No, Gnulib does not support this. We freely use GCC extensions,
such as ({...}) or asm, usually conditionalized with
  defined __GNUC__ || defined __clang__
Only in math.in.h and xalloc-oversized.h we also test __STRICT_ANSI__.

We could test __STRICT_ANSI__ also in more places, but what really is the
point? So that people then complain "the asyncsafe-spin and simple-atomic
tests fail for me"?

The point of '-std=c99' is to verify that the source code is pure ISO C
without any extensions. Gnulib is not in that category.

> 2) It seems explicit_bzero.c in gnulib fall backs to using 'asm' for
> GCC, which isn't working in non-GNU modes of gcc.

In lib/explicit_bzero.c you see that we need to defeat compiler optimizations.
'asm' lets us formulate a memory barrier.

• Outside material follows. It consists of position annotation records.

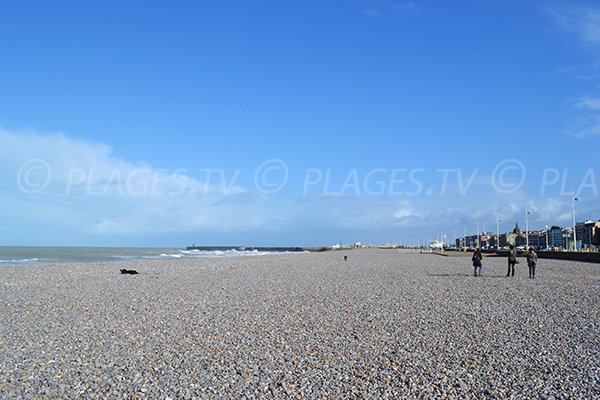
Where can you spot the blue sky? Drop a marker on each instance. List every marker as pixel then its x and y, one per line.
pixel 294 123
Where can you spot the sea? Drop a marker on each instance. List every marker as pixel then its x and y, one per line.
pixel 60 255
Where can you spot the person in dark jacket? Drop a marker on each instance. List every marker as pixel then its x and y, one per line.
pixel 512 260
pixel 531 262
pixel 477 257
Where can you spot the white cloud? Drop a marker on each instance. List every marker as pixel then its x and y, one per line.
pixel 585 126
pixel 588 103
pixel 73 186
pixel 582 20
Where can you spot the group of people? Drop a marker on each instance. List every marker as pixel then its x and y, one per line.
pixel 512 261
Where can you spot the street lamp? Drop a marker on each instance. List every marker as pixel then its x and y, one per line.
pixel 573 200
pixel 498 233
pixel 526 227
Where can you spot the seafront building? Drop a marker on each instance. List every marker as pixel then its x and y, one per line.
pixel 555 237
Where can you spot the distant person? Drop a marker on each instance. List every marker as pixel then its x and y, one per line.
pixel 512 260
pixel 531 262
pixel 477 257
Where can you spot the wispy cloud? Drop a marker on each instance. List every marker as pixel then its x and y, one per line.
pixel 588 103
pixel 580 19
pixel 378 8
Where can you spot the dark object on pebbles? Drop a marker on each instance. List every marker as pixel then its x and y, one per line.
pixel 129 271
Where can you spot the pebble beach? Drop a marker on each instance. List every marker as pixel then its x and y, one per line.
pixel 384 324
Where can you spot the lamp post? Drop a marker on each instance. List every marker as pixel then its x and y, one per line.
pixel 573 200
pixel 498 233
pixel 526 227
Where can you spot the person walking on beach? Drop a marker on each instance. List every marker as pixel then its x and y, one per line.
pixel 531 262
pixel 477 257
pixel 512 260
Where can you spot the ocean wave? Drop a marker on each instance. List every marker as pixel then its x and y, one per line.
pixel 20 261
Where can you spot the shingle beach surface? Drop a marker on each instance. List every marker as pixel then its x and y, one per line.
pixel 384 324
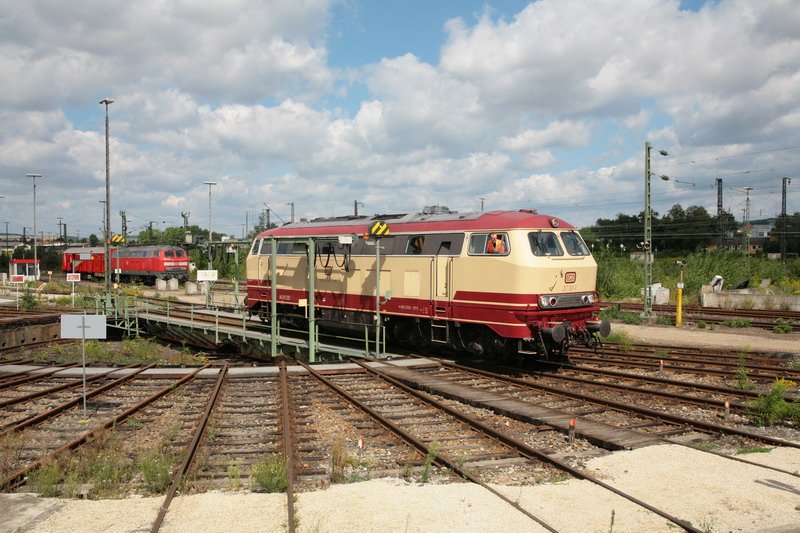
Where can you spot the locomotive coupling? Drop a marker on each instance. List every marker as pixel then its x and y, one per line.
pixel 603 327
pixel 557 332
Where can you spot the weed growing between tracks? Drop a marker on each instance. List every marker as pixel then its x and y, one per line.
pixel 743 381
pixel 430 457
pixel 102 465
pixel 782 325
pixel 235 475
pixel 135 350
pixel 10 445
pixel 270 475
pixel 622 339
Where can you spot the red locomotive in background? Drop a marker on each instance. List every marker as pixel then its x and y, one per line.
pixel 146 263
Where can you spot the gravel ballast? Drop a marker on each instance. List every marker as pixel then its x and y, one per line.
pixel 713 493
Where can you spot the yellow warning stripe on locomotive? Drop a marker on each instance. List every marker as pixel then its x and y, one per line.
pixel 379 229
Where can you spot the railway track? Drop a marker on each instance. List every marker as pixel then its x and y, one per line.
pixel 759 318
pixel 724 364
pixel 237 419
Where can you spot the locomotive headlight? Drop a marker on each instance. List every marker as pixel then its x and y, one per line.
pixel 547 301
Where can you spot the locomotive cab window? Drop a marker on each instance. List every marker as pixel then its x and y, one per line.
pixel 574 244
pixel 415 245
pixel 545 243
pixel 494 243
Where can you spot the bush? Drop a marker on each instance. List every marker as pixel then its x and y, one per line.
pixel 46 478
pixel 768 409
pixel 156 469
pixel 270 475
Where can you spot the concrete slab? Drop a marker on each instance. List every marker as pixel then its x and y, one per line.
pixel 22 511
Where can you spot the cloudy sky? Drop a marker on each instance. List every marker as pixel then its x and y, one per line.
pixel 397 104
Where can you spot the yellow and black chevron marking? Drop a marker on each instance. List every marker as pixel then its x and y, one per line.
pixel 379 229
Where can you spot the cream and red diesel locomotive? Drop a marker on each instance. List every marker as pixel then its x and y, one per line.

Without 'asm' we have a fallback
code that defeated compiler optimizations at the time it was written, but
that will break in the long run as compilers are becoming better.

> Further wondering:
>    1) The reason for having explicit_bzero is read_file, which needs it
>    for reading sensitive files, a feature we don't use.  Uncoupling this
>    unnecessary dependency would have been nice.

No, we have explicit_bzero because it's a glibc function that we think
should be available to programs on all OSes.

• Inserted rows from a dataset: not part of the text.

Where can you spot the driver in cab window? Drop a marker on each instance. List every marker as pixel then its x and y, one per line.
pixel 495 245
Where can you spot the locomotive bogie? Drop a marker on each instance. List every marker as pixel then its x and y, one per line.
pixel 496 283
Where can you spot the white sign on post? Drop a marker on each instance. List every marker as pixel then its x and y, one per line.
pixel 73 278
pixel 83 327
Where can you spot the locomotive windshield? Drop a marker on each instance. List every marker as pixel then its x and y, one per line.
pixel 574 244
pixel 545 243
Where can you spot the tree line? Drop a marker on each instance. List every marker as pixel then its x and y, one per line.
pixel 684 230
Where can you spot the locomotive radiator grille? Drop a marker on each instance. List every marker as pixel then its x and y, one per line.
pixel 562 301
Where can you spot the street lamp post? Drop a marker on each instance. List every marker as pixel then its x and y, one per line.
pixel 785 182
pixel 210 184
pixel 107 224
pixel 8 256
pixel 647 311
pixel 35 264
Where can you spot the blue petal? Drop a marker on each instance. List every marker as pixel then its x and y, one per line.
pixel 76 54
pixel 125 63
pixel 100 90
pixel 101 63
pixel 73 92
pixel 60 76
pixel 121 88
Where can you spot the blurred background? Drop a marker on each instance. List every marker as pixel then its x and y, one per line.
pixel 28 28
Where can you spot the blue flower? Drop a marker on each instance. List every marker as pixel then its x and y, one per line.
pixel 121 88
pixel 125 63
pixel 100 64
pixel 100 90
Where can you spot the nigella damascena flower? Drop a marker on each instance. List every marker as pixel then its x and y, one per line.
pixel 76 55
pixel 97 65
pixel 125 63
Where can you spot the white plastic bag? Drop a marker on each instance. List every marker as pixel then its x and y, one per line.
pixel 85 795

>    2) Is there no other way to implement explicit_bzero without 'asm'?
>    There is a another fallback code using volatile pointers, but I'm not
>    sure it really has the same semantics.

That's the point, exactly: Here 'asm' is necessary.

>    3) Is there a way to detect if the compiler supports 'asm'?  The
>    current test 'defined __GNUC__ && !defined __clang__' is what is
>    really failing here.

Probably something like
  (defined __GNUC__ || defined __clang__) && !defined __STRICT_ANSI__

> 3) Is the idiom of using separate functions bzero() vs explicit_bzero()
>    to avoid security-problematic compiler optimization still a good one?
>    1) If yes, I think we should have read_sensitive_file() rather than
>    extending read_file() with a flag for this purpose.
>    2) If no, what is the better idiom to use here instead of
>    explicit_bzero?

When the code for average contexts and the code for secure contexts differ
only by a few lines of code, we would like to avoid code duplication. As
code duplication means twice the maintenance effort in the future.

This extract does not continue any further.